Des émissaires canadiens, italiens et japonais doivent aussi se joindre aux négociations.

Les hauts responsables américains affirment que des progrès ont été faits lors du meeting de mercredi à Londres sur les grandes lignes de l’offre à Téhéran, mais que des discussions supplémentaires étaient encore nécessaires. Cette série de mesures et de sanctions a pour objectif de faire cesser l’enrichissement d’uranium en Iran, pouvant mener à la production soit d’énergie électrique, soit de la bombe nucléaire.

Hier soir, le président Bush a déclaré qu’il prévoirait des mesures avantageuses pour l’Iran s’il acceptait de revenir à une suspension de ses activités d’enrichissement nucléaire, qui selon les Etats-Unis sont destinées à la production d’armes atomiques.

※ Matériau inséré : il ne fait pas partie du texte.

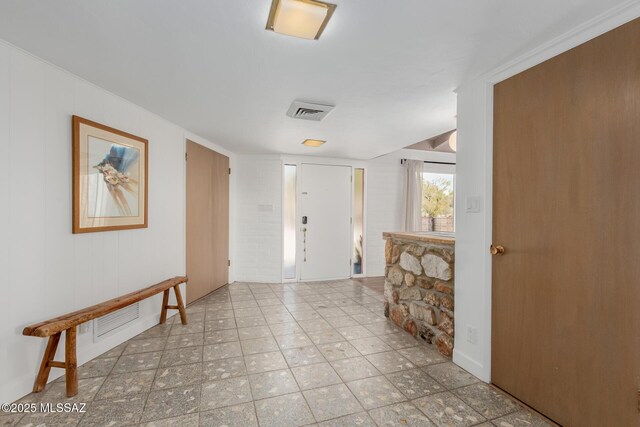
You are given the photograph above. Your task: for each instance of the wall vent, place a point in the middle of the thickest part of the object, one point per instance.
(308, 111)
(113, 322)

M. Bush, lors d’un point presse à la Maison Blanche aux côtés du Premier ministre britannique Tony Blair, a affirmé qu’ils avaient passé beaucoup de temps à discuter d’une stratégie pour résoudre la crise nucléaire iranienne.

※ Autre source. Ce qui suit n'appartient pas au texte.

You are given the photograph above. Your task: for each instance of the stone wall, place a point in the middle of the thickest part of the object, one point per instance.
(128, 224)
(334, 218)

L’Iran insiste sur le fait que son programme a pour unique objectif de répondre aux besoins en énergie civile et pacifique du pays, mais le conseil des 35 nations de l’AIEA a estimé que Téhéran avait refusé de coopérer avec les inspections et la vérification des programmes nécessaires pour valider ces allégations.

Le chef de l’AIEA, Mohamed ElBaradei, qui a briefé les hauts responsables de l’administration Bush cette semaine, va informer également les membres du conseil de l’AIEA lors d’une réunion le 12 juin à Vienne sur la coopération de l’Iran, a annoncé M. Schulte.

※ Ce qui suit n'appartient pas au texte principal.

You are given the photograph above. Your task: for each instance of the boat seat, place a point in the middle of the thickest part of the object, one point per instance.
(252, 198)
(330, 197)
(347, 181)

« A ce stade, je ne pense pas que [M. Elbaradei] ait beaucoup de choses à nous apprendre », a-t-il dit.

Sur d’autres questions, M. Schulte :

•A nié qu’un projet d’accord nucléaire civil entre les USA et l’Inde, qui n’a jamais signé le Traité de Non-prolifération, ait nui à la campagne de Washington contre l’Iran. « J’entends cet argument beaucoup plus souvent à Washington qu’à Vienne », a-t-il dit.

 Il a déclaré que les 30 nations membres du Groupe de fournisseurs nucléaires, qui doivent approuver certaines parties de l’accord spécial avec l’Inde, ont exprimé leur soutien pour cet accord lors de leur dernière réunion.

 •A affirmé que les Etats-Unis et ses alliés espéraient présenter un projet au meeting du conseil de l’AIEA en juin qui garantirait un approvisionnement en combustible nucléaire pour les pays qui  acceptent de ne pas enrichir d’uranium sur leur propre sol, avec un assentiment éventuellement avant la fin de l’année.

  •A déclaré que les inspecteurs de l’AIEA avaient jugé les scientifiques nucléaires iraniens « techniquement compétents » et « motivés », mais a ajouté qu’ils ne pouvaient déterminer de manière définitive et rapide quand l’Iran serait capable de produire l’arme nucléaire.

 « Toute personne donnant un calendrier exact à ce sujet ne sait probablement pas de quoi elle parle », a-t-il dit.

Nicholas Kralev a contribué à la rédaction de cet article.